In a medium bowl combine wet. Combine dry in another and once mixed add the dry to the wet and mix well.


Form a ball and wrap with waxed paper, place in fridge for 30 min allowing the dough to cool. While it's cooling try this Tone it Up "Hot cookies" workout right in your kitchen! I did one round of it since i had never tried it before:) It was fun!


Once dough has cooled roll it out on waxed paper, no thinner than 1/4" and use your favourite cookie cutters to cut out gingerbread men, Santa's, Stars and Christmas trees:)


Place parchment paper on baking tray and bake for 10-12 min at 375.


Reindeer poop


Mix in a double boiler as chocolate can burn easily.

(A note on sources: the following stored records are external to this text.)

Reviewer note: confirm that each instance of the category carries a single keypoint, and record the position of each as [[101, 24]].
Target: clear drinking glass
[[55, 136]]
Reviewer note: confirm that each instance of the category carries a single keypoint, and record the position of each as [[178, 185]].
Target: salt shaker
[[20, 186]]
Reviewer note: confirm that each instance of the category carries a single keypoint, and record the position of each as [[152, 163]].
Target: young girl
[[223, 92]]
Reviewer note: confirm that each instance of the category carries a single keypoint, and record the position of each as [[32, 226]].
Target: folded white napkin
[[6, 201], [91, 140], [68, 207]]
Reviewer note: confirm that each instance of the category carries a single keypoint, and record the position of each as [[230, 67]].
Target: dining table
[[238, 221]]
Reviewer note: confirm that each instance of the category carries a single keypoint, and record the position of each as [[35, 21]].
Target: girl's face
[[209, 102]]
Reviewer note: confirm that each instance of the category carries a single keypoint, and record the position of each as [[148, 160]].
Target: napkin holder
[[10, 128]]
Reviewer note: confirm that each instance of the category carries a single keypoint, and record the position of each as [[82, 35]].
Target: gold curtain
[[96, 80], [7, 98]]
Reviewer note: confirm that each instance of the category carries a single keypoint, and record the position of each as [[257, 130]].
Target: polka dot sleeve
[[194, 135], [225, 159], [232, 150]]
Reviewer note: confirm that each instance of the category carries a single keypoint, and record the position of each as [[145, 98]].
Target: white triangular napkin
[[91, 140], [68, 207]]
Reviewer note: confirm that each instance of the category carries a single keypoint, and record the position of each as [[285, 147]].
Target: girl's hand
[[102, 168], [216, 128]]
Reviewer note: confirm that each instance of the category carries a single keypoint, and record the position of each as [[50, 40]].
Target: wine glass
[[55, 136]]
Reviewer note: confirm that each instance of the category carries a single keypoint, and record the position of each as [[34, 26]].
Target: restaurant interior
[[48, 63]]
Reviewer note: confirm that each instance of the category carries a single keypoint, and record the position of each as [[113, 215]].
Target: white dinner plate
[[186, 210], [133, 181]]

Or be risky and keep a very close eye on it if you don't do it in the double boiler.


Melt:


1 cup dark chocolate
1/4 cup Earth Balance spread or butter
1/2 cup natural peanut butter


Once melted mix in 1 box of Chex cereal in batches until all coated with the chocolate mixture.

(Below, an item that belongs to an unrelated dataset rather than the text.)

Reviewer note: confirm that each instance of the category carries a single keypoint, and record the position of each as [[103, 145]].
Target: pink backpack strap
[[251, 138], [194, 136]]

Transfer to a large ziplock bag once it's cooled slightly and put in 1.5 cups of organic icing sugar and shake it up.


This stuff is majorly addictive and i am really excited that i tried a healthier version this year i didn't feel quite as guilty since it was natural peanut butter and not regular peanut butter.


Let me know if you try these recipes out and what you think.


Remember to enjoy the holidays even the hustle and bustle of it all. And try to keep up with those workouts even if it's just 10-15 min here and there. Do higher intensity circuits and don't stop to get a really good workout in quickly.


Check out the great circuits on both Tone it Up and Blogilates. Most circuits only take 10-20 min so you can add a few together or just do one if you only have time for one! Great killer workouts:)


Thursday, December 1, 2011

Pyramid speed workout

I wasn't feeling running outside last night as it was pouring and was looking for a good treadmill speed workout. I found lot's but this is what i did last night. The workout totals 50 min and it's a killer



Run like a Cheetah speed workout


5 min Slow run/jog to warm up
1 min run fast
1 min recovery slow run
2 min run fast
2 min recovery slow run
3 min run fast
2 min recovery slow run
4 min run fast
2 min recovery slow run
5 min run fast
2 min recovery slow run
4 min run fast
2 min recovery slow run
3 min run fast
2 min recovery slow run
2 min run fast
2 min recovery slow run
1 min run fast
5 min slow run/job to cooldown

I just wrote this out and put it on a sticky and put it on my treadmill! Give it a try and let me know how you like it!

Hope you all have a great Thirsty Thursday! Remember to hydrate:) If you are reading this make sure you go grab your water!